India seems to be totally smitten by the Indian Premier League – 2009 and why not? It is a fantastic mix of Cricket’s Excitement, Bollywood’s glamour and gyrating bellies of young cheerleaders. One positive out of IPL being held in South Africa and not in India is the unbridled joy one derives out of the dances for long deemed unfit for a country of high morals like ours!!

The cash registers are ringing and boy, it is one hell of a trick to make quick buck. Be it the Franchise owners, Players, the BCCI or Broadcasters the money flow doesn’t seem like its going to stop anytime soon for any of these entities. Hats off to all those who are marketing this event. They are definitely running a good show.

But who is paying?? WE THE PEOPLE!!

What are we paying for?

For those with a little grounding in probability, we are paying to see a tournament in which every team has a 50% chance of playing the semifinals. How I arrived at that number is easy. We have 8 teams in the fray and 4 spots in the semi-finals. So 4/8 makes it 50%. Now, imagine for a moment how difficult (or easy) it is for a team to make it to the semi-finals. Not too difficult I believe. 9 times out of 10 a common man when faced with a challenge where he has a 50% chance of success will back himself to come out with flying colors. And, more than often not people around him will dismiss it as just another thing.

In a country like India, success is when a youngster cracks IIT JEE competing with about 3 lakh others like him for one of the 3000 odd seats on offer. Or even better is an IAS hopeful who cracks the world’s toughest competition to be one of the chosen few who will run this country of a billion plus people as its IAS, IFS, ICS and IPS officers. The probability to crack an IIT exam is (3000/300000) 0.01 and for IAS even lesser!! Compare with 0.5 in case of IPL!!

I guess you know where we are heading. An IIT aspirant after years of hard work may pocket a million bucks as salary, if he is lucky enough to be cherry picked by one of those paymasters from the western world. An IAS earns far lesser than that. (Wait a minute – we are not talking about how much he can potentially earn but how much he legally gets).

Now figure this out. Kevin Pieterson and Andrew Flintoff got 1.55 Million dollars for their short stints at IPL2 and that too without any performance guarantees. No wonder both were dismal failures. Shahrukh Khan’s loss-machine KKR has the strongest brand value and the highest merchandise sales despite being at the bottom of the table.

I don’t have anything against IPL. It is a brilliant concept but I seriously think too much is being made of it when it is no more than another tournament like County Cricket in England, Sheffield in Australia and Ranji in India. Just that it involves more money because of the franchise format.

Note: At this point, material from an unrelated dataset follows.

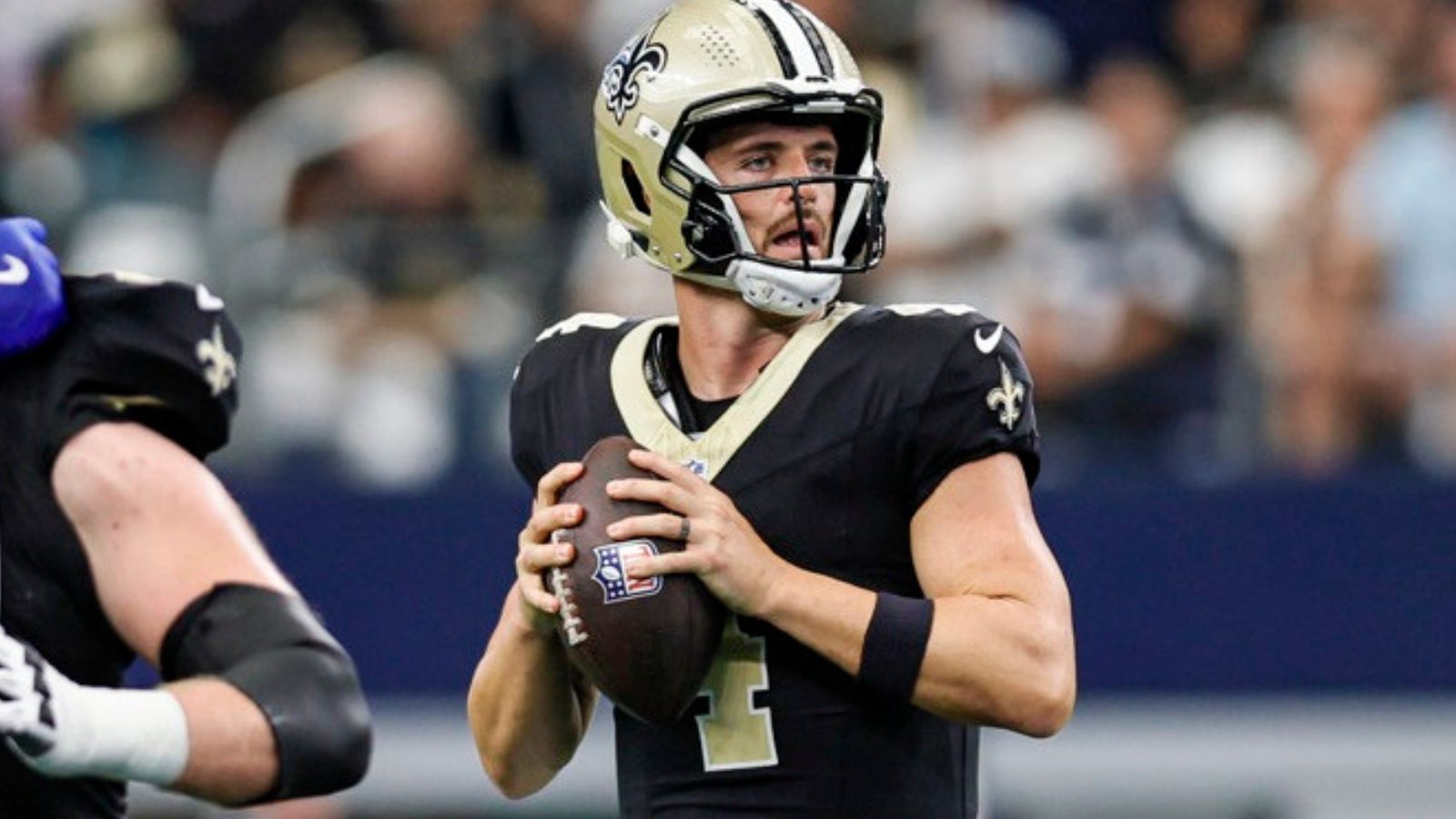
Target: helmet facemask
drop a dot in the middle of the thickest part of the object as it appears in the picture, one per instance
(717, 65)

And, it is the money that is calling the shots. IPL’s Modi is hell bent on making the tournament stretch longer by not going for groups wherein the group leaders contest in the semi-finals. Instead he has gone for a format which has no groups and each team play every other team in the tournament. So, a tournament that could have finished with 19 matches now stretches to 59 matches simply because more matches mean more money for everybody.

(Number crunching)

2*4C2 + 4C2 + 1 = 19 in case of 2 groups format

2*8C2 + 2 + 1 = 59 in the existing format

Does it also mean more entertainment? I don’t think so purely because it brings down the intensity with which matches are played. Teams and players know they can very well lose half of the matches and still qualify to play for the finals. Otherwise how do you explain BRC and DC losing 7 out of 14 and still progressing? On the other side, runaway team like DD made it to the semifinals long before it played its last match and simply let the standards slip in the later part of the league stage.

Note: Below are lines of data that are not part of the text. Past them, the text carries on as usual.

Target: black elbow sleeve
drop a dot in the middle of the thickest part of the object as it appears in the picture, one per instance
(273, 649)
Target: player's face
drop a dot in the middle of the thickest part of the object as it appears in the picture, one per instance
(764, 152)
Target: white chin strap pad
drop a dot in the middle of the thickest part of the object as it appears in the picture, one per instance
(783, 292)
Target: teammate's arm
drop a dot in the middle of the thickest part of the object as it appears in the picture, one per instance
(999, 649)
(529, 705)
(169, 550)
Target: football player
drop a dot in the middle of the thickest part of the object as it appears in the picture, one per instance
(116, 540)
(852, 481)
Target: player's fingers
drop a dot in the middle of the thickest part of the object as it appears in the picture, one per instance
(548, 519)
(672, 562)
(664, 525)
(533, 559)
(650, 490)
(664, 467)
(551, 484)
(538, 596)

A tournament as long as this borders on the line of being rejected by the masses because things move too slowly and teams just as have too many chances to make amends because of the number of matches that they play. This is not the way tournaments are played around the world. Think of EPL or the Football world cup or the EURO cup. They are all in the group format.

 

We are really rewarding MEDIOCRITY in IPL. It doesn’t deserve this amount of public’s attention because it is just not worth it. A shorter, a crisper, a more intense IPL is the need of the hour.


3 comments:

JaipalS said...

great blog man... alternative career as a sports anal-yst

Varun Mathur said...

That is very good analysis and I agree that there are far too many games in the tournament. However, I believe that it is more than just county cricket. The real charm for me is to see Tendulkar and Jayasuriya batting for the same team or Dhoni captaining Murlitharan. That's where it gets the hype from. But you are spot on when you say that it is far too long and the reason is not cricket for sure.

JaipalS said...

Mr varun... why do u always hav 2 agree vth ths guy!!!